Environment: • OS: Windows 10 • Compiler: PyCharm • Version: 2024.1.2 Professional Edition
Hi @cannolis thank you for the report!
Please share more details about env your have, version of scikit-learn-intelex, daal4py
Hi @samir-nasibli
Here are the details about my environment:
Python version: 3.9.19 scikit-learn-intelex version: 2024.4.0 daal4py version: 2024.4.0 scikit-learn version: 1.3.0
Thank you for looking into this issue. I appreciate your help and support. If you need any further information, please let me know.
Hi @cannolis, thank you for raising the issue. Can you please provide a reproducer for your specific case? My initial investigation based on your your description doesn't show anything noticeable.
Hi @md-shafiul-alam , had the same problem here in my environment:
Python version: 3.8.19 scikit-learn-intelex version: 2024.5.0 daal4py version: 2024.5.0 scikit-learn version: 1.3.2
Here is a code example you can reproduce this problem.Running this script for minutes, my memory usage goes up from 700M to 1G, and it keeps increasing.To reproduce these problem may take longer time, but I'm sure this does exist, as my training process has been interuptted for times because of out of memory.Once I remove sklearnex, it works fine.
from sklearn.ensemble import RandomForestClassifier
from sklearn.model_selection import train_test_split
from sklearn import metrics
import pandas as pd
import random
from sklearnex import patch_sklearn
patch_sklearn()
class DataLoader:
def __init__(self, filename):
self.total = pd.read_csv(filename, header=None)

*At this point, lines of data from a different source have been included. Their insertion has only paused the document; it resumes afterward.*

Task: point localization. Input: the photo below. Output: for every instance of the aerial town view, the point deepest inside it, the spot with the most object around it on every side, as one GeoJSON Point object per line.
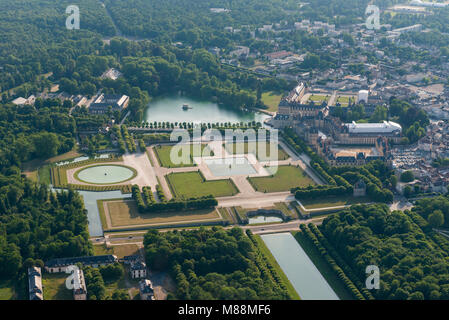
{"type": "Point", "coordinates": [224, 150]}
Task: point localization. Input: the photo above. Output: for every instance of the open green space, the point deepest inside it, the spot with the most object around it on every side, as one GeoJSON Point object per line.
{"type": "Point", "coordinates": [333, 202]}
{"type": "Point", "coordinates": [104, 174]}
{"type": "Point", "coordinates": [163, 153]}
{"type": "Point", "coordinates": [344, 100]}
{"type": "Point", "coordinates": [54, 287]}
{"type": "Point", "coordinates": [271, 260]}
{"type": "Point", "coordinates": [285, 178]}
{"type": "Point", "coordinates": [271, 99]}
{"type": "Point", "coordinates": [336, 284]}
{"type": "Point", "coordinates": [238, 147]}
{"type": "Point", "coordinates": [193, 185]}
{"type": "Point", "coordinates": [318, 98]}
{"type": "Point", "coordinates": [125, 213]}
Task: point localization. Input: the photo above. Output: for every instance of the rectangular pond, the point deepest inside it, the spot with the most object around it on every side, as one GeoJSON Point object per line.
{"type": "Point", "coordinates": [93, 214]}
{"type": "Point", "coordinates": [232, 166]}
{"type": "Point", "coordinates": [299, 269]}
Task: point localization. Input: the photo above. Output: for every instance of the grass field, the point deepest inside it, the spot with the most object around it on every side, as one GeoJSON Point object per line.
{"type": "Point", "coordinates": [120, 251]}
{"type": "Point", "coordinates": [344, 100]}
{"type": "Point", "coordinates": [44, 174]}
{"type": "Point", "coordinates": [336, 284]}
{"type": "Point", "coordinates": [235, 148]}
{"type": "Point", "coordinates": [284, 179]}
{"type": "Point", "coordinates": [192, 184]}
{"type": "Point", "coordinates": [318, 98]}
{"type": "Point", "coordinates": [163, 155]}
{"type": "Point", "coordinates": [271, 99]}
{"type": "Point", "coordinates": [54, 287]}
{"type": "Point", "coordinates": [6, 291]}
{"type": "Point", "coordinates": [125, 213]}
{"type": "Point", "coordinates": [267, 253]}
{"type": "Point", "coordinates": [332, 202]}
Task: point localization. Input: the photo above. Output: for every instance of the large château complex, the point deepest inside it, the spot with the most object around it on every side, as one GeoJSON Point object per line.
{"type": "Point", "coordinates": [340, 143]}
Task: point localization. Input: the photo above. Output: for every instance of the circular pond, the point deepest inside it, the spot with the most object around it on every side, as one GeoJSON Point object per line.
{"type": "Point", "coordinates": [105, 174]}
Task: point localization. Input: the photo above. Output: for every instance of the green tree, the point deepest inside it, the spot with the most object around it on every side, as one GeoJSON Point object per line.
{"type": "Point", "coordinates": [436, 219]}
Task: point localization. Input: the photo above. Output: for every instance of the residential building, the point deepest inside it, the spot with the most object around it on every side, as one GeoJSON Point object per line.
{"type": "Point", "coordinates": [79, 290]}
{"type": "Point", "coordinates": [103, 103]}
{"type": "Point", "coordinates": [35, 284]}
{"type": "Point", "coordinates": [138, 269]}
{"type": "Point", "coordinates": [61, 264]}
{"type": "Point", "coordinates": [146, 290]}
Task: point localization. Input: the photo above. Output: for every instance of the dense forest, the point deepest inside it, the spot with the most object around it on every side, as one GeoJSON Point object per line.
{"type": "Point", "coordinates": [411, 257]}
{"type": "Point", "coordinates": [212, 264]}
{"type": "Point", "coordinates": [38, 224]}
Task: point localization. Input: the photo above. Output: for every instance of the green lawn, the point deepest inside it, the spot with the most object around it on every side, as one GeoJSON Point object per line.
{"type": "Point", "coordinates": [332, 202]}
{"type": "Point", "coordinates": [266, 155]}
{"type": "Point", "coordinates": [163, 155]}
{"type": "Point", "coordinates": [286, 178]}
{"type": "Point", "coordinates": [344, 100]}
{"type": "Point", "coordinates": [6, 291]}
{"type": "Point", "coordinates": [318, 98]}
{"type": "Point", "coordinates": [267, 253]}
{"type": "Point", "coordinates": [271, 99]}
{"type": "Point", "coordinates": [55, 288]}
{"type": "Point", "coordinates": [44, 175]}
{"type": "Point", "coordinates": [325, 269]}
{"type": "Point", "coordinates": [192, 184]}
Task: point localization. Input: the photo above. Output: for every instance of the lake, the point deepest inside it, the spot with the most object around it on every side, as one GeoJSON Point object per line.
{"type": "Point", "coordinates": [299, 269]}
{"type": "Point", "coordinates": [170, 109]}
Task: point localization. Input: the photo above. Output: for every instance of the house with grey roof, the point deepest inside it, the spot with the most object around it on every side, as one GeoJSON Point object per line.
{"type": "Point", "coordinates": [35, 284]}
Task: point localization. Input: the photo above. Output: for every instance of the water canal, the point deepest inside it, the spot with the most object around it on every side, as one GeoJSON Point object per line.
{"type": "Point", "coordinates": [169, 109]}
{"type": "Point", "coordinates": [299, 269]}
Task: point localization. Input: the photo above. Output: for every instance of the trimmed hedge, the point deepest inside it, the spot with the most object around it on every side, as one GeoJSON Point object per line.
{"type": "Point", "coordinates": [340, 262]}
{"type": "Point", "coordinates": [333, 264]}
{"type": "Point", "coordinates": [172, 205]}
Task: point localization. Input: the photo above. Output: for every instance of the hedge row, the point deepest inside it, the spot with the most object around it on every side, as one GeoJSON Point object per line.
{"type": "Point", "coordinates": [340, 262]}
{"type": "Point", "coordinates": [338, 271]}
{"type": "Point", "coordinates": [138, 197]}
{"type": "Point", "coordinates": [267, 270]}
{"type": "Point", "coordinates": [317, 167]}
{"type": "Point", "coordinates": [128, 139]}
{"type": "Point", "coordinates": [148, 195]}
{"type": "Point", "coordinates": [160, 193]}
{"type": "Point", "coordinates": [111, 158]}
{"type": "Point", "coordinates": [142, 145]}
{"type": "Point", "coordinates": [320, 191]}
{"type": "Point", "coordinates": [121, 142]}
{"type": "Point", "coordinates": [122, 188]}
{"type": "Point", "coordinates": [172, 205]}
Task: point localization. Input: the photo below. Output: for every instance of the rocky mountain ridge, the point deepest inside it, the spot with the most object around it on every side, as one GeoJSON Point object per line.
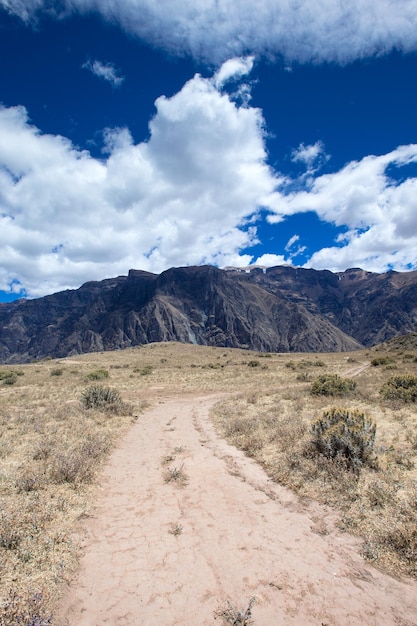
{"type": "Point", "coordinates": [278, 309]}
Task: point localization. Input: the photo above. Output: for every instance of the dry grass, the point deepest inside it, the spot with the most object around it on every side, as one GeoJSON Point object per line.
{"type": "Point", "coordinates": [379, 503]}
{"type": "Point", "coordinates": [51, 448]}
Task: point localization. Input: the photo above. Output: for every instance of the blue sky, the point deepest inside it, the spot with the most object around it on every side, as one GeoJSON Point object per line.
{"type": "Point", "coordinates": [140, 134]}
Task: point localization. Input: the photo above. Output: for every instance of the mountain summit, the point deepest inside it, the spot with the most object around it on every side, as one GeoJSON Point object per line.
{"type": "Point", "coordinates": [279, 309]}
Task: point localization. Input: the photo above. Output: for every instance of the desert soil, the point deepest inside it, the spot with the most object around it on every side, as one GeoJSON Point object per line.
{"type": "Point", "coordinates": [239, 536]}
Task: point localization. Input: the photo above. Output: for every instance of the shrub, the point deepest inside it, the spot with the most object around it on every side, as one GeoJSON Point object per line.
{"type": "Point", "coordinates": [99, 397]}
{"type": "Point", "coordinates": [57, 371]}
{"type": "Point", "coordinates": [11, 379]}
{"type": "Point", "coordinates": [98, 375]}
{"type": "Point", "coordinates": [344, 435]}
{"type": "Point", "coordinates": [332, 385]}
{"type": "Point", "coordinates": [400, 388]}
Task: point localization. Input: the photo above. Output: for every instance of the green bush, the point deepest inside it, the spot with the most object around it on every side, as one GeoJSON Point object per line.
{"type": "Point", "coordinates": [332, 385]}
{"type": "Point", "coordinates": [99, 397]}
{"type": "Point", "coordinates": [98, 375]}
{"type": "Point", "coordinates": [344, 435]}
{"type": "Point", "coordinates": [400, 388]}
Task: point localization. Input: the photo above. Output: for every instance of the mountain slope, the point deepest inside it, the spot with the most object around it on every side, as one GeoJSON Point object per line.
{"type": "Point", "coordinates": [281, 309]}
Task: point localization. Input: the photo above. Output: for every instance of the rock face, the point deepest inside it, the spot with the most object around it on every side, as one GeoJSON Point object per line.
{"type": "Point", "coordinates": [280, 309]}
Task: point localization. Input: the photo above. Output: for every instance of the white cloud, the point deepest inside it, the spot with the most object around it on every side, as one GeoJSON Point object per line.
{"type": "Point", "coordinates": [233, 68]}
{"type": "Point", "coordinates": [312, 156]}
{"type": "Point", "coordinates": [299, 30]}
{"type": "Point", "coordinates": [291, 242]}
{"type": "Point", "coordinates": [106, 71]}
{"type": "Point", "coordinates": [180, 198]}
{"type": "Point", "coordinates": [271, 260]}
{"type": "Point", "coordinates": [379, 212]}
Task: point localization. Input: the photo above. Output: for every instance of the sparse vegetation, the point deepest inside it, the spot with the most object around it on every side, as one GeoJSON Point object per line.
{"type": "Point", "coordinates": [175, 529]}
{"type": "Point", "coordinates": [345, 436]}
{"type": "Point", "coordinates": [380, 360]}
{"type": "Point", "coordinates": [233, 616]}
{"type": "Point", "coordinates": [99, 374]}
{"type": "Point", "coordinates": [43, 493]}
{"type": "Point", "coordinates": [99, 397]}
{"type": "Point", "coordinates": [176, 475]}
{"type": "Point", "coordinates": [402, 387]}
{"type": "Point", "coordinates": [332, 385]}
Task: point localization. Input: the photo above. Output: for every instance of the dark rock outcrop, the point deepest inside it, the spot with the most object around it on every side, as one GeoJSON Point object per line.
{"type": "Point", "coordinates": [280, 309]}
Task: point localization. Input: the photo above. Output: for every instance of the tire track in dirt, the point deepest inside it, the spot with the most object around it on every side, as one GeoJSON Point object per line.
{"type": "Point", "coordinates": [242, 536]}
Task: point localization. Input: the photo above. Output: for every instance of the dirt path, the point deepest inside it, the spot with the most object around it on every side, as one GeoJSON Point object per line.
{"type": "Point", "coordinates": [242, 536]}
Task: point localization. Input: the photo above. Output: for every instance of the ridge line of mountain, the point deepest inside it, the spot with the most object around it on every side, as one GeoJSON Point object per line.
{"type": "Point", "coordinates": [277, 309]}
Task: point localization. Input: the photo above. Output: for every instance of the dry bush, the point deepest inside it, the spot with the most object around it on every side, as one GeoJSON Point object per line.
{"type": "Point", "coordinates": [345, 436]}
{"type": "Point", "coordinates": [332, 385]}
{"type": "Point", "coordinates": [99, 374]}
{"type": "Point", "coordinates": [402, 387]}
{"type": "Point", "coordinates": [379, 503]}
{"type": "Point", "coordinates": [176, 475]}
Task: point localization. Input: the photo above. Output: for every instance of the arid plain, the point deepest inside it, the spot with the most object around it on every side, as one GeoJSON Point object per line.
{"type": "Point", "coordinates": [213, 435]}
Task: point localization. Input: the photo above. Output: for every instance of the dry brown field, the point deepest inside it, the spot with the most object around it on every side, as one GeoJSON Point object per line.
{"type": "Point", "coordinates": [52, 446]}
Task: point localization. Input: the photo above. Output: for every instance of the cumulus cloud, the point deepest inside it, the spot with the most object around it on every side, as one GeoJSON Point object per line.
{"type": "Point", "coordinates": [105, 71]}
{"type": "Point", "coordinates": [298, 30]}
{"type": "Point", "coordinates": [312, 156]}
{"type": "Point", "coordinates": [185, 196]}
{"type": "Point", "coordinates": [378, 211]}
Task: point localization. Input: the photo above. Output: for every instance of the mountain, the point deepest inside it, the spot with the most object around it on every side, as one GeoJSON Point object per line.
{"type": "Point", "coordinates": [279, 309]}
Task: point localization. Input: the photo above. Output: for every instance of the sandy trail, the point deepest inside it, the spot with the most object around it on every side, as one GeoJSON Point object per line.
{"type": "Point", "coordinates": [242, 536]}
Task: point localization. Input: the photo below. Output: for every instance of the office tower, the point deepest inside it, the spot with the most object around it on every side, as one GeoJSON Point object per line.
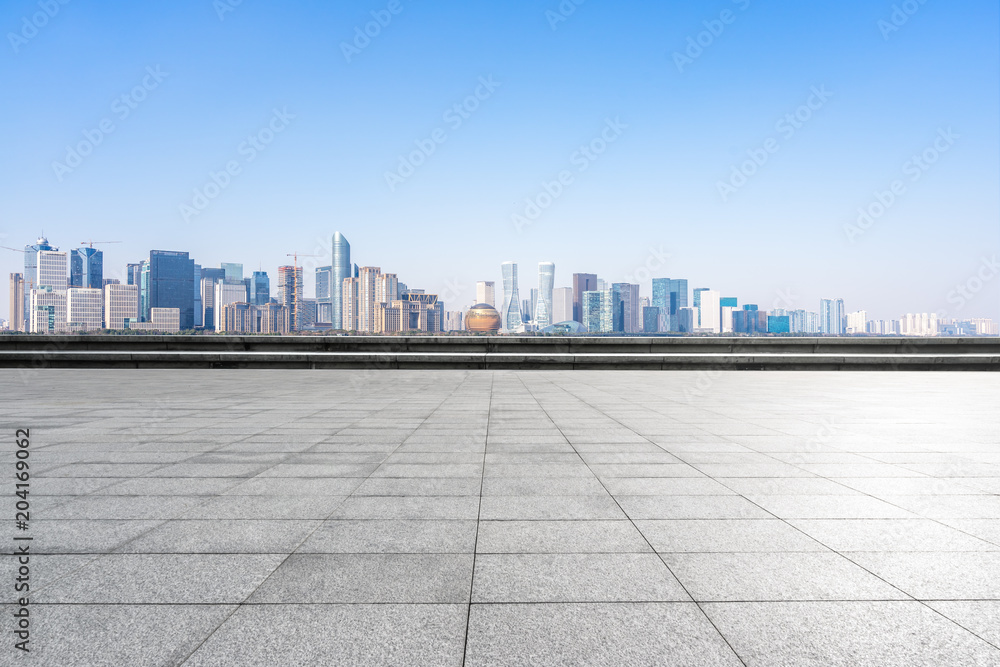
{"type": "Point", "coordinates": [48, 310]}
{"type": "Point", "coordinates": [831, 316]}
{"type": "Point", "coordinates": [349, 304]}
{"type": "Point", "coordinates": [226, 293]}
{"type": "Point", "coordinates": [652, 320]}
{"type": "Point", "coordinates": [260, 288]}
{"type": "Point", "coordinates": [631, 315]}
{"type": "Point", "coordinates": [686, 319]}
{"type": "Point", "coordinates": [542, 314]}
{"type": "Point", "coordinates": [160, 319]}
{"type": "Point", "coordinates": [486, 293]}
{"type": "Point", "coordinates": [308, 317]}
{"type": "Point", "coordinates": [170, 284]}
{"type": "Point", "coordinates": [324, 300]}
{"type": "Point", "coordinates": [233, 272]}
{"type": "Point", "coordinates": [368, 291]}
{"type": "Point", "coordinates": [386, 288]}
{"type": "Point", "coordinates": [582, 282]}
{"type": "Point", "coordinates": [52, 270]}
{"type": "Point", "coordinates": [84, 308]}
{"type": "Point", "coordinates": [340, 270]}
{"type": "Point", "coordinates": [86, 268]}
{"type": "Point", "coordinates": [290, 293]}
{"type": "Point", "coordinates": [709, 312]}
{"type": "Point", "coordinates": [17, 302]}
{"type": "Point", "coordinates": [121, 302]}
{"type": "Point", "coordinates": [199, 307]}
{"type": "Point", "coordinates": [857, 322]}
{"type": "Point", "coordinates": [562, 305]}
{"type": "Point", "coordinates": [510, 313]}
{"type": "Point", "coordinates": [31, 275]}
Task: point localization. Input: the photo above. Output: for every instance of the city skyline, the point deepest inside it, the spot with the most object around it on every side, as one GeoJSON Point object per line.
{"type": "Point", "coordinates": [645, 136]}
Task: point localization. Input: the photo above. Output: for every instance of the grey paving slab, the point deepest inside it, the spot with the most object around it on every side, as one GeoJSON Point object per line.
{"type": "Point", "coordinates": [334, 634]}
{"type": "Point", "coordinates": [116, 635]}
{"type": "Point", "coordinates": [623, 577]}
{"type": "Point", "coordinates": [847, 634]}
{"type": "Point", "coordinates": [674, 633]}
{"type": "Point", "coordinates": [369, 578]}
{"type": "Point", "coordinates": [162, 579]}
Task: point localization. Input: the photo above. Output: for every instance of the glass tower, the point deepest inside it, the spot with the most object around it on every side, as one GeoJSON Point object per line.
{"type": "Point", "coordinates": [510, 314]}
{"type": "Point", "coordinates": [542, 314]}
{"type": "Point", "coordinates": [340, 269]}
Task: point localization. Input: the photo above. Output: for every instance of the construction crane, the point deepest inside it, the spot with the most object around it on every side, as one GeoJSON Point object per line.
{"type": "Point", "coordinates": [295, 287]}
{"type": "Point", "coordinates": [90, 244]}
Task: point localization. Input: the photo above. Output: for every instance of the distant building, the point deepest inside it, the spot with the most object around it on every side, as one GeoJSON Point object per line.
{"type": "Point", "coordinates": [121, 303]}
{"type": "Point", "coordinates": [16, 322]}
{"type": "Point", "coordinates": [84, 309]}
{"type": "Point", "coordinates": [86, 268]}
{"type": "Point", "coordinates": [486, 293]}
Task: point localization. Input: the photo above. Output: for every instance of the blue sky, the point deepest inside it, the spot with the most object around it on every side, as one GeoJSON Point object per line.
{"type": "Point", "coordinates": [649, 204]}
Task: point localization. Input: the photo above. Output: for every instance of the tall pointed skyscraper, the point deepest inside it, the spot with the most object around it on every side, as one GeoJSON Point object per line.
{"type": "Point", "coordinates": [510, 315]}
{"type": "Point", "coordinates": [340, 269]}
{"type": "Point", "coordinates": [543, 309]}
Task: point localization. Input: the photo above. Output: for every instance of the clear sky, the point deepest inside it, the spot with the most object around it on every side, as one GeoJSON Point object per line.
{"type": "Point", "coordinates": [656, 191]}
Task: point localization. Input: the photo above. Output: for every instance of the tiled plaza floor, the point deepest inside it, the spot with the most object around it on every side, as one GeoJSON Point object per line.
{"type": "Point", "coordinates": [281, 517]}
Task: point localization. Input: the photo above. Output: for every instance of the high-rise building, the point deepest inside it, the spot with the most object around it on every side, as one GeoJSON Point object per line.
{"type": "Point", "coordinates": [84, 309]}
{"type": "Point", "coordinates": [260, 288]}
{"type": "Point", "coordinates": [349, 304]}
{"type": "Point", "coordinates": [831, 317]}
{"type": "Point", "coordinates": [510, 313]}
{"type": "Point", "coordinates": [542, 315]}
{"type": "Point", "coordinates": [562, 305]}
{"type": "Point", "coordinates": [171, 285]}
{"type": "Point", "coordinates": [709, 313]}
{"type": "Point", "coordinates": [16, 302]}
{"type": "Point", "coordinates": [86, 268]}
{"type": "Point", "coordinates": [227, 292]}
{"type": "Point", "coordinates": [486, 292]}
{"type": "Point", "coordinates": [48, 310]}
{"type": "Point", "coordinates": [582, 282]}
{"type": "Point", "coordinates": [31, 275]}
{"type": "Point", "coordinates": [290, 293]}
{"type": "Point", "coordinates": [121, 303]}
{"type": "Point", "coordinates": [340, 269]}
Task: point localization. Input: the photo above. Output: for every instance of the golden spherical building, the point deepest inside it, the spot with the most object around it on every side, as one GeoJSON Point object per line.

self.data = self.total.iloc[:, :-1]
self.label = self.total.iloc[:, -1]
def load_data(self, feature: set):
if len(feature) != 0:
selected_data = self.data.iloc[:, feature]
else:
selected_data = self.data
return selected_data, self.label
class Detector:
def __init__(self):
self.detector = RandomForestClassifier(random_state=0, n_estimators=50)
def train_and_test(self, data, label):
x_train, x_test, y_train, y_test = train_test_split(
data, label, test_size=0.2, random_state=42
)
self.detector.fit(x_train, y_train)
y_predict = self.detector.predict(x_test)
accuracy = metrics.accuracy_score(y_test, y_predict)
precision = metrics.precision_score(
y_test, y_predict, pos_label=1, average="binary", zero_division=0
)
recall = metrics.recall_score(
y_test, y_predict, pos_label=1, average="binary", zero_division=0
)
result = {}
result["Accuracy"] = accuracy
result["Precision"] = precision
result["Recall"] = recall
return result
DATASET = "KDDTrain+.csv"
while True:
feature_set = [random.randint(0, 40) for _ in range(9)]
data, label = DataLoader(DATASET).load_data(feature_set)
classify_result = Detector().train_and_test(data, label)
print(classify_result)
Dataset used in the code is here. KDDTrain+.csv
Problem appears to have been fixed with this PR: https://github.com/uxlfoundation/scikit-learn-intelex/pull/2540
The fix should be available in version 2025.7 once it gets released.
This is now solved in the latest release (2025.7).